J’ai une sympathie particulière pour lui. J’avais 19 ans en 1973 lorsqu’il a lancé Libération, et je l’ai presque toujours lu depuis. C’est sans doute ce quotidien qui m’a appris à voir le monde à travers des catégories plus ou moins « à côté », et qui a entretenu au fil des années mon goût pour la créativité.

Lorsque le « Dictionnaire amoureux du journalisme » de July est paru, je l’ai téléchargé le jour même en me disant que j’y trouverais certainement des stimulations pour alimenter ce blog. J’ai ensuite malheureusement manqué de temps pour approfondir les premières idées que ce livre m’avait inspirées, par exemple lire et analyser le reportage de John Hersey en 1946 sur les survivants d’Hiroshima.

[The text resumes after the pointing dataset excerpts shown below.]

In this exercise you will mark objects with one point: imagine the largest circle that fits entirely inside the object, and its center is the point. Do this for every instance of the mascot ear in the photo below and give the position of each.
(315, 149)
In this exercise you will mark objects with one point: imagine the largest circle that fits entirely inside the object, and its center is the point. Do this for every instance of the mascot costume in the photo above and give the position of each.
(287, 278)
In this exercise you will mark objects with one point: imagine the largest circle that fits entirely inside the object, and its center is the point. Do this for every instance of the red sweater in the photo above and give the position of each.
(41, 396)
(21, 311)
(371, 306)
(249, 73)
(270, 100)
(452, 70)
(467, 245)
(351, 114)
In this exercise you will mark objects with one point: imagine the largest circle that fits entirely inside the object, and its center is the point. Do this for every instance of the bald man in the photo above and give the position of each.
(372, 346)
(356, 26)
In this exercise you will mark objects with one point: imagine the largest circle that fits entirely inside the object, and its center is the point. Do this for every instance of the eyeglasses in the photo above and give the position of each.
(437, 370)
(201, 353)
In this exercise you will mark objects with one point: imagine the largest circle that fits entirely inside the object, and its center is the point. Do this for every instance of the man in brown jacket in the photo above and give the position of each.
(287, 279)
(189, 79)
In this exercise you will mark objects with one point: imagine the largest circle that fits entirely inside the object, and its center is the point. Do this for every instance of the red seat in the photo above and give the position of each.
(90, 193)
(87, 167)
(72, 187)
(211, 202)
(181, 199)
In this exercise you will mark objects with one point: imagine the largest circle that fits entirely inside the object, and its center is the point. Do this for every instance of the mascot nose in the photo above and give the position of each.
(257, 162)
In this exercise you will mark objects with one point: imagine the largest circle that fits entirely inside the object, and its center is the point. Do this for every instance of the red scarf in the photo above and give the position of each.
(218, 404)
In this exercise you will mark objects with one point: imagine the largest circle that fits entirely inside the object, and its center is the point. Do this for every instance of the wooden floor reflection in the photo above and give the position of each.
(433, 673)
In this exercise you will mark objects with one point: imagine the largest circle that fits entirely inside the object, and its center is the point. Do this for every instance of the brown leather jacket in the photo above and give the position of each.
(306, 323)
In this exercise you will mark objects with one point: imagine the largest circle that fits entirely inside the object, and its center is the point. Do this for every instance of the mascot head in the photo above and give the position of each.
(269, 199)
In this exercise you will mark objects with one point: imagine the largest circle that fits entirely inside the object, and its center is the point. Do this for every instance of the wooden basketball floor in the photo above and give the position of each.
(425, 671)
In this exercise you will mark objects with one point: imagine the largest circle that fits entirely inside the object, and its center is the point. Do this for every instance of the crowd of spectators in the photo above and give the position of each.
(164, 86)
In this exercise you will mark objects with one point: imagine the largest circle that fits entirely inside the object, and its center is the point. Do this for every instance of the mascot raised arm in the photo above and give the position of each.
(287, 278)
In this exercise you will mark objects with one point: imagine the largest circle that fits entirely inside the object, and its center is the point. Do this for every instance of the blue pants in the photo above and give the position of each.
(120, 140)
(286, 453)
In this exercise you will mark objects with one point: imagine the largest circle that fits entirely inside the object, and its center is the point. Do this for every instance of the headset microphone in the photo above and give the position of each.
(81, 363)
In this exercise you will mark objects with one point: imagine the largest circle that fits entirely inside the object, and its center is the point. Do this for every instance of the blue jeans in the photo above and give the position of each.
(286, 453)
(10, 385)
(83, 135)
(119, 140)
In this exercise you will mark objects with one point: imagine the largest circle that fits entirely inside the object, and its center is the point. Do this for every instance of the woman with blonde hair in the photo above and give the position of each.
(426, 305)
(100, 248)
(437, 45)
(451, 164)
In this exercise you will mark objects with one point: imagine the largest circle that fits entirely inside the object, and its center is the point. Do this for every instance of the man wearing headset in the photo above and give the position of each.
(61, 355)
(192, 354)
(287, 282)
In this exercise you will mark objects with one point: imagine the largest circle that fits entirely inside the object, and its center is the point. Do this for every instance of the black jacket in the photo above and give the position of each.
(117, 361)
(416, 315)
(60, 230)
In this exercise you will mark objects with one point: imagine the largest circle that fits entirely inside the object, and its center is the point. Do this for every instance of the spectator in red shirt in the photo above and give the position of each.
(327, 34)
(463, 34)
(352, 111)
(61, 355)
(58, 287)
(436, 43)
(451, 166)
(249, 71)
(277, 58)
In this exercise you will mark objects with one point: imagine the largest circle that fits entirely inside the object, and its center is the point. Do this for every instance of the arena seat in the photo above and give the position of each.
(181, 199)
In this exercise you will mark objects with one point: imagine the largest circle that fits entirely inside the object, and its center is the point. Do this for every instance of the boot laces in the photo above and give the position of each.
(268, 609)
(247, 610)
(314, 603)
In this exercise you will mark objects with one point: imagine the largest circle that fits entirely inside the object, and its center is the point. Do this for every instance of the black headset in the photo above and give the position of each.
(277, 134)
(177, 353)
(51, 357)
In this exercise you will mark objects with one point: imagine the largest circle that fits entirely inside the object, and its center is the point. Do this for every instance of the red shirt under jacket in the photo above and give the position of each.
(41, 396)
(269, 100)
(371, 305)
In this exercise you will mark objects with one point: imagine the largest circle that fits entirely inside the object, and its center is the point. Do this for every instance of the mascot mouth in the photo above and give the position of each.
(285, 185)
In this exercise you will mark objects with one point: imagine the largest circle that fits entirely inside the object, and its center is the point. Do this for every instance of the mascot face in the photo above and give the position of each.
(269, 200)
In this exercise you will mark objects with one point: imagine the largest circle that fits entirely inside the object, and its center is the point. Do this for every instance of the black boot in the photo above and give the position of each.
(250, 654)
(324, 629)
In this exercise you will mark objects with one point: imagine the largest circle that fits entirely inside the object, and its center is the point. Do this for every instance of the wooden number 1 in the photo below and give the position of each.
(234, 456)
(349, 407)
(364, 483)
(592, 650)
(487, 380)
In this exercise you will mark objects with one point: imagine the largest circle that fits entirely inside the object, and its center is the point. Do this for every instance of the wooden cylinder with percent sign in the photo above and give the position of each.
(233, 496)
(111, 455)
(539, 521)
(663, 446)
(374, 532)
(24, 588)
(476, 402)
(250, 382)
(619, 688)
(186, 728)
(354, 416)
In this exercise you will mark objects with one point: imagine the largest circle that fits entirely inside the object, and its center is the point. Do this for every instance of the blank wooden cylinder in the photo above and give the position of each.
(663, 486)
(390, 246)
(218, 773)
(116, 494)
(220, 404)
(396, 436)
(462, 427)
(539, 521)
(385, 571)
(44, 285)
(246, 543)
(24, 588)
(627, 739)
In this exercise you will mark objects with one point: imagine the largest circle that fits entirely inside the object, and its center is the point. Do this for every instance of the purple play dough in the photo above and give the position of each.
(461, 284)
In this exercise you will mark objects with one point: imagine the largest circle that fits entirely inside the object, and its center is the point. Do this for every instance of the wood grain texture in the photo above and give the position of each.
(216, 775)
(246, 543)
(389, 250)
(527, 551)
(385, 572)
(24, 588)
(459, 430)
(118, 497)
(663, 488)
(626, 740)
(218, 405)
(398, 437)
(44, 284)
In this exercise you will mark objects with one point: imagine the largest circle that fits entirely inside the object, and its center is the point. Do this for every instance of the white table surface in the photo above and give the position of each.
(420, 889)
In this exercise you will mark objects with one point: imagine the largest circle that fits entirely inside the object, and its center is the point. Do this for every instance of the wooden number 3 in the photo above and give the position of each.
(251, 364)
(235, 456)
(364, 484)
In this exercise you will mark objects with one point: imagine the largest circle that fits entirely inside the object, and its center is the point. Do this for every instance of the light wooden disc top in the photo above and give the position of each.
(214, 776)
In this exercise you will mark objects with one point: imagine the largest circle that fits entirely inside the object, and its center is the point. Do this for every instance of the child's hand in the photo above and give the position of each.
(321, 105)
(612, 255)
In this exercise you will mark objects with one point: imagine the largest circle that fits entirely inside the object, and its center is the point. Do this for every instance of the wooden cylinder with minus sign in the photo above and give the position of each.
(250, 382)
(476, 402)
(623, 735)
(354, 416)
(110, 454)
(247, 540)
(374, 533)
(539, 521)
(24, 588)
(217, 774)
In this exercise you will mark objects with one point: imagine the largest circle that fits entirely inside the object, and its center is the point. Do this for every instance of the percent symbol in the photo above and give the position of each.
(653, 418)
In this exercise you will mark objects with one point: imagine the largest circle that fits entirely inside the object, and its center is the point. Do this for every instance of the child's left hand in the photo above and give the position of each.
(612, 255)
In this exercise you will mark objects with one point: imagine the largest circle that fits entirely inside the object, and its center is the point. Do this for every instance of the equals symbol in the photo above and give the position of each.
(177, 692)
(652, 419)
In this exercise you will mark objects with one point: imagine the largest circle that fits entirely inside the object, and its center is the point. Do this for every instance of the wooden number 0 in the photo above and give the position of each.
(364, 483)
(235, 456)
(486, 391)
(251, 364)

Peu après, July était l’invité de « On n’est pas couché ». Face aux critiques prévisibles de Léa Salamé, il avait imposé son rythme avec une facilité déconcertante. Je l’ai découvert conteur, capable d’interminables détours, capable d’obliger ses interlocuteurs à suivre, qu’ils le veuillent ou non, les méandres de son discours. Je ne le connaissais pas encore sous ce jour-là. Peut-être l’âge, qui conduit à raconter de longues histoires à des personnes obligeantes. Ou l’habitude du pouvoir. L’homme de pouvoir se reconnaît d’abord à ce monopole de la parole et au plaisir qu’il y trouve.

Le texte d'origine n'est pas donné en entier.